Dê atenção ao seu filho, olhe para ele e preste atenção nele. As crianças sentem quando são cuidadas, e sentem também quando não são. Cada família deve encontrar sua própria forma de interagir, de cuidar um dos outros e de atravessar este momento. No entanto, há algumas dicas básicas que podem ajudar as famílias e construírem essas formas de interação. Por exemplo:
- Olhe nos olhos da criança enquanto conversam e brincam, e faça isso diariamente
- Pergunte para a criança como ela está se sentindo não somente quando for explicar sobre a pandemia, mas regularmente
- Depois de perguntar sobre os sentimentos, olhe para ela e dê tempo para ela responder (não a apresse)
- Estimule que ela reflita e compartilhe seus sentimentos e seus medos
A quarentena com as crianças está sendo um momento muito difícil?
Menina em quarentena olhando a rua pela janela – Foto: Freepik
Muitas famílias estão sofrendo nessa pandemia do novo coronavírus.
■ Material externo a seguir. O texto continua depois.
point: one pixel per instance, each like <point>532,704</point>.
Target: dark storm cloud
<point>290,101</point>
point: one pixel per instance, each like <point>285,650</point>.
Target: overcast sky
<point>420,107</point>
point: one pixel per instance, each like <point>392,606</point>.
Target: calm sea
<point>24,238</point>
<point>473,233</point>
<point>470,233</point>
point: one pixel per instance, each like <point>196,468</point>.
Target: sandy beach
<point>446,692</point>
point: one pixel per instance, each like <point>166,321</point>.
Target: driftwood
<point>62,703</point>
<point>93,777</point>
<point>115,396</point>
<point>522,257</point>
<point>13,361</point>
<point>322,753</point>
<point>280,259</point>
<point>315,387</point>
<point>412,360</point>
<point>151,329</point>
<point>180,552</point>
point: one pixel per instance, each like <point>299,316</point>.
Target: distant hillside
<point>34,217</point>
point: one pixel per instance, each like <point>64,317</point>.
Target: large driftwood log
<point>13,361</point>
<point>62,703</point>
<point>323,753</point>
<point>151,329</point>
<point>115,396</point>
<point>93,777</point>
Os efeitos do isolamento, das incertezas e das tensões políticas podem afetar significativamente mesmo as pessoas que se consideram “mais equilibradas”. Isso é normal e pode acontecer com qualquer um.
O cenário de isolamento com crianças em casa pode agravar ainda mais a situação, principalmente casos de crianças que estão apresentando sintomas de que algo não vai bem. A agitação, a irritabilidade, dos pesadelos e a depressão entre as crianças podem levar os adultos a desgastes tremendos (além da preocupação com o que está havendo com os filhos).
Se estiver realmente difícil para você, vale lembrar que há uma série de psicólogas que estão realizando atendimentos Online com pais durante a quarentena. Entre outros fatores, estes trabalhos de acompanhamento de pais pode servir para orientar e ajudar os adultos a lidarem com as crianças e consigo mesmos neste momento.
Lembre-se que apesar do distanciamento social necessário, você não precisa enfrentar este momento de forma solitária. Converse com quem te faz bem e faça trocas de experiências e, se for necessário, busque ajuda profissional. Este momento vai passar e você pode enfrentá-lo com ajuda de alguém.